Ringfort (Rath), Brittas, Co. Cork
Co. Cork |
Ringforts
Sitting quietly in a field of pasture on a north-facing slope near Brittas in County Cork, this modest earthwork is easy to walk past without a second thought.
What marks it out is the subtle geometry still readable in the landscape: a slightly raised, subcircular platform, roughly 34 metres from north-north-east to south-south-west and 33.5 metres east to west, enclosed by an earthen bank standing about one and a half metres high. That bank has held its shape for over a thousand years, and the break in the slope on which it sits seems almost chosen, giving the enclosure a natural prominence that is understated rather than dramatic.

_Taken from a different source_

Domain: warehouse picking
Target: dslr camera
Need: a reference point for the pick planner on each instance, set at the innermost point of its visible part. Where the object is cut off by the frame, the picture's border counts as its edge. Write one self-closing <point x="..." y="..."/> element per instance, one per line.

This is a rath, the Irish term for a ringfort built from earth rather than stone. Ringforts were the dominant form of rural settlement in early medieval Ireland, broadly from the fifth to the twelfth centuries, and many thousands survive across the country in varying states of preservation. Most were farmsteads, enclosing a homestead and its immediate activity areas within a bank and external ditch, offering a degree of protection for people and livestock. The earthen bank at Brittas, still at a height of 1.5 metres, is a reasonable survivor given that agricultural land has claimed the ditches and interiors of countless comparable sites. The subcircular shape is typical; true circles are relatively rare, and slight irregularities in plan often reflect the terrain or the practical limits of early construction.